Die Vorgeschichte: Man hatte Netrebkos Mann, Yusif Eyvazov, Randale avisiert, sollte er tatsächlich zur Eröffnungspremiere der Saison an der Seite seiner Frau die Titelpartie singen. Nun, er sang. Und er sang gut. Gewiss verfügt er nicht über die pure Stimmschönheit der Netrebko – natürlich auch nicht über die seines Rollenvorgängers an der Scala, José Carreras.

Allein, Carreras hat in seinem Bühnenleben nicht solch sichere Höhen und so kraftvolle Phrasen in den dramatischen Passagen bewältigt wie Eyvazov. Das wäre mindestens so bejubelnswert wie etwa die ebenso imposanten, aber völlig eindimensionalen Kraftakte des baritonalen Gegenspielers Gerard, Luca Salsi.

Aus dem Potenzial möglicher souveräner Chenier-Darsteller ragt Eyvazov jedenfalls beinah so hoch heraus wie aus dem gediegenen Qualitätsmittel der aktuellen Scala-Besetzung des Stücks – das dank Mario Martone immerhin eine Realisierung im adäquaten Umfeld (Margherita Palli) erfährt: Das Werk spielt anno 1789 und das erkennt man in Mailand auch.

Hausherr Riccardo Chailly bringt Giordanos Musik – mit der er einst auch sein Wiener Staatsoperndebüt gefeiert hat – jedenfalls zum Leuchten; und es ist eine feine Pointe, dass sein Vorvorgänger, Muti, am Vormittag des 8. Dezember nun Zeit für Wien hatte, um mit den Philharmonikern Haydn (Symphonie Nr. 39) und Bruckner (die Neunte) zu musizieren.

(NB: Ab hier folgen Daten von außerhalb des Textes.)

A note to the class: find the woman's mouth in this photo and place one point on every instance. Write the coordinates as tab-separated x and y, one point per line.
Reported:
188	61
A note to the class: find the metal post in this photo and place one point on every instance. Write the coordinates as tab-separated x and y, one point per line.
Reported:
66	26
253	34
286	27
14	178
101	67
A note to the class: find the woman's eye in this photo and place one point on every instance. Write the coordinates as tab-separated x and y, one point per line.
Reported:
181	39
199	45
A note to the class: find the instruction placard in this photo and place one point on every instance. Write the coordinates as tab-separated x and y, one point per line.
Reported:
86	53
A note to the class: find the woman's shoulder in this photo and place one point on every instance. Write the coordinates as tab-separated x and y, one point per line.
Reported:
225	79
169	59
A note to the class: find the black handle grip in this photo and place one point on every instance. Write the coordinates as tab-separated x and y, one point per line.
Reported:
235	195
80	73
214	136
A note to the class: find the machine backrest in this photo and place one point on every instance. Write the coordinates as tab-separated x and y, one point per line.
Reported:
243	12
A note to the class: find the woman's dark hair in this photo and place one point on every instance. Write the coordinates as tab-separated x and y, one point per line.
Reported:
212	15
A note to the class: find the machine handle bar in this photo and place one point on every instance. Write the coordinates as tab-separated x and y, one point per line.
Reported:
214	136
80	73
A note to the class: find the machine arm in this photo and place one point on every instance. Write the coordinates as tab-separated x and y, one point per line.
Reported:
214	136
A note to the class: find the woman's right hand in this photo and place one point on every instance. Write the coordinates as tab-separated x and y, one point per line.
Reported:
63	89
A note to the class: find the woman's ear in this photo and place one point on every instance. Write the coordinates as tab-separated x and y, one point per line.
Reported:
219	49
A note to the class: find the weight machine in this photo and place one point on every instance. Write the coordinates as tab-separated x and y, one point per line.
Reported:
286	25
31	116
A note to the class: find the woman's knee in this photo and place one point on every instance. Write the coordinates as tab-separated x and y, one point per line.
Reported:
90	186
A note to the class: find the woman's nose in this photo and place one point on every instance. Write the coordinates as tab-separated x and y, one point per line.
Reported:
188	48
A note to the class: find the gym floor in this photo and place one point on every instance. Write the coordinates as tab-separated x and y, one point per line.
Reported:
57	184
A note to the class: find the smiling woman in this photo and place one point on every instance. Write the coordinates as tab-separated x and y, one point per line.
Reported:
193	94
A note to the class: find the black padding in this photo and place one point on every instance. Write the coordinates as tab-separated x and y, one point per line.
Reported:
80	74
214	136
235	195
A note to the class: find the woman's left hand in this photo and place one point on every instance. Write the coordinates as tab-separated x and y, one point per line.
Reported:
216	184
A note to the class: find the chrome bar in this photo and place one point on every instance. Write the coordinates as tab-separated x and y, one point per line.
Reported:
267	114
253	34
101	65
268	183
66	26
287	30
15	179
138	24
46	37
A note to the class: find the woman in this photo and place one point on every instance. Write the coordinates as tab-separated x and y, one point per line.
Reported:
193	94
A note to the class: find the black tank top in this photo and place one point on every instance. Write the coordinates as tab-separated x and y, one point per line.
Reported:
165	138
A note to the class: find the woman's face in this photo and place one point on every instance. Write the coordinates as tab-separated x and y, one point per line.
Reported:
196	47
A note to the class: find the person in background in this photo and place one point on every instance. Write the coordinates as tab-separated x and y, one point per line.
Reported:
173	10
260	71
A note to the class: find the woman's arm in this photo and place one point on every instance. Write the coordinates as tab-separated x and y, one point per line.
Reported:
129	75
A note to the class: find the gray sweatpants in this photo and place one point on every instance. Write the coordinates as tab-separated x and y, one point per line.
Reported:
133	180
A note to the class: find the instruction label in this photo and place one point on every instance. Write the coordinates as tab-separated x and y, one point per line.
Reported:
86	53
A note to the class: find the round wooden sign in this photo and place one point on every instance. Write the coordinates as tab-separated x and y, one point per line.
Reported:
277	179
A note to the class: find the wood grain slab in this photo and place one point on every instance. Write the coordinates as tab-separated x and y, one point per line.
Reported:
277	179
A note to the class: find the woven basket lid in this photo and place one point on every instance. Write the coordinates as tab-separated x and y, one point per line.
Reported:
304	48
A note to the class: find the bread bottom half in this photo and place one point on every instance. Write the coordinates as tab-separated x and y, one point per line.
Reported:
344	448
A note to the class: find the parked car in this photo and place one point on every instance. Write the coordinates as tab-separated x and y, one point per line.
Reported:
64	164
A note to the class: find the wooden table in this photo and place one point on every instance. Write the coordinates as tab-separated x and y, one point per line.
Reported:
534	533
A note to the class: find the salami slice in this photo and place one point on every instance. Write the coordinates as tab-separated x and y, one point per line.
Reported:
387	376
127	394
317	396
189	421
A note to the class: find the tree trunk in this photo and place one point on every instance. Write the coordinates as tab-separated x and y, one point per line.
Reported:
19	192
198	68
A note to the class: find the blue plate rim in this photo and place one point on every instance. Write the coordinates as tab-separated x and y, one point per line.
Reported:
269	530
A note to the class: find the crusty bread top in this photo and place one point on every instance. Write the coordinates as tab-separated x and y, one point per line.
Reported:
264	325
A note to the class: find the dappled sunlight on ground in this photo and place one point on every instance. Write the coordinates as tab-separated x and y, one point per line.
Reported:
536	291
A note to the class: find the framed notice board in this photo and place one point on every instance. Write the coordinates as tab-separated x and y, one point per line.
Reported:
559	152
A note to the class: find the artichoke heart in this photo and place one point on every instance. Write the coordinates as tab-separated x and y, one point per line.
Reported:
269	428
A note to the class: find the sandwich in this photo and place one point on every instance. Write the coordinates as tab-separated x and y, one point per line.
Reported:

Wie sich die Netrebko mit ein, zwei Sätzen in ihrer großen Szene weit über das Niveau rundum hebt und für Minuten suggeriert, hier fände großes Musiktheater statt, fokussiert auch Muti das Interesse des Publikums innerhalb weniger Takte voll und ganz aufs philharmonische Spiel. Schon bei der ersten Generalpause der Haydn-Symphonie spürt man jene Hochspannung im Saal, die dann auch bei Bruckner von Anfang an herrscht.

Philharmoniker: Exzellent

Stilistische Fragen stellen sich angesichts einer solch hochkonzentrierten, energetischen Orchesterleistung nicht. Da wird exzellent und technisch makellos Musik gemacht. Mag man sich bei Haydn hie und da forschere, dramatischere, leidenschaftlichere Tongebung wünschen, für Bruckner hat Muti den rechten Atem, er kostet Steigerungen süffig aus, lässt sogar kleine Haltepunkte zu, wo kein Ritardando in der Partitur steht; interessanterweise wirkt der Gestrenge bei Bruckner freier als etwa bei Verdi.

Das fiel schon anlässlich seines „Bruckner-Debüts“ in Salzburg während der Achtzigerjahre auf, mit der Sechsten, wenn ich mich recht erinnere, mit der der Maestro seine Universalität unter Beweis stellte. Heute ist er einer der wenigen allerersten Dirigenten, die sich im Philharmonischen die Ehre geben; dieses Wochenende noch zweimal im Musikverein.